How do you run the challenger alongside the champion without disrupting live pricing? How do you log which model priced each quote — per-quote, per-policy, permanently — so you can run the FCA-required ENBP audit? How do you know when you have enough data to make a statistically credible promotion decision, rather than guessing after three months on a sample too small to tell you anything?
Every UK pricing team faces this. Most solve it with ad-hoc scripts, spreadsheet logs, and informal sign-off. This library provides the infrastructure.
Regulatory context
ICOBS 6B.2.51R (the ENBP rules, effective January 2022) requires firms to maintain written records demonstrating that renewal prices do not exceed the Equivalent New Business Price for identical risk profiles.

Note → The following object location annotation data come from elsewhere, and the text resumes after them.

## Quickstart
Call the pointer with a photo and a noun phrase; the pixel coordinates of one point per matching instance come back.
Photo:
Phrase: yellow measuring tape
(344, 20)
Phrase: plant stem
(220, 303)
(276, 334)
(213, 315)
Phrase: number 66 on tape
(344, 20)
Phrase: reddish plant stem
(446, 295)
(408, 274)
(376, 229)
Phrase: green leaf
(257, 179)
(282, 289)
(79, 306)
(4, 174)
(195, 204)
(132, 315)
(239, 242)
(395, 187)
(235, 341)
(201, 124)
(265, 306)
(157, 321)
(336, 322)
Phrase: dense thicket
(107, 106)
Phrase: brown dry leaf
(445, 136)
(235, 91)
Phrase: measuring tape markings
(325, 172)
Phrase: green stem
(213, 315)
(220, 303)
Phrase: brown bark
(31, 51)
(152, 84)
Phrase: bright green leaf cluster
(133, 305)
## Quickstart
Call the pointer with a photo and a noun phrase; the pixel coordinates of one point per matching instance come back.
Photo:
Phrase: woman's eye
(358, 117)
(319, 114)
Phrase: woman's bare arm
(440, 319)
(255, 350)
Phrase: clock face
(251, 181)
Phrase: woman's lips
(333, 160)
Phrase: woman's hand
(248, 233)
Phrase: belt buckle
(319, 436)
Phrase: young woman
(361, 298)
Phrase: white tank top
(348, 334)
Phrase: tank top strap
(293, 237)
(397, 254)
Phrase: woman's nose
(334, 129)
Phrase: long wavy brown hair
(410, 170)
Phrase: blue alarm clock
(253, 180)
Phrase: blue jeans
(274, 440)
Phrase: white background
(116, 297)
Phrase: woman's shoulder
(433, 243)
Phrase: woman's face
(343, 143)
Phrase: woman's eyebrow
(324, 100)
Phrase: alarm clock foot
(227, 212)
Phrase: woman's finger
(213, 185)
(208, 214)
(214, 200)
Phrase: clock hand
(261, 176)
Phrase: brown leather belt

FCA multi-firm review (2023): 83% of firms were non-compliant with record-keeping requirements. Most lacked records granular enough for the SMF holder to sign the annual attestation.
When a pricing model changes mid-year, you must be able to demonstrate which model priced each renewal and that the model change did not introduce tenure discrimination. That requires a per-quote model version log. This library is that log.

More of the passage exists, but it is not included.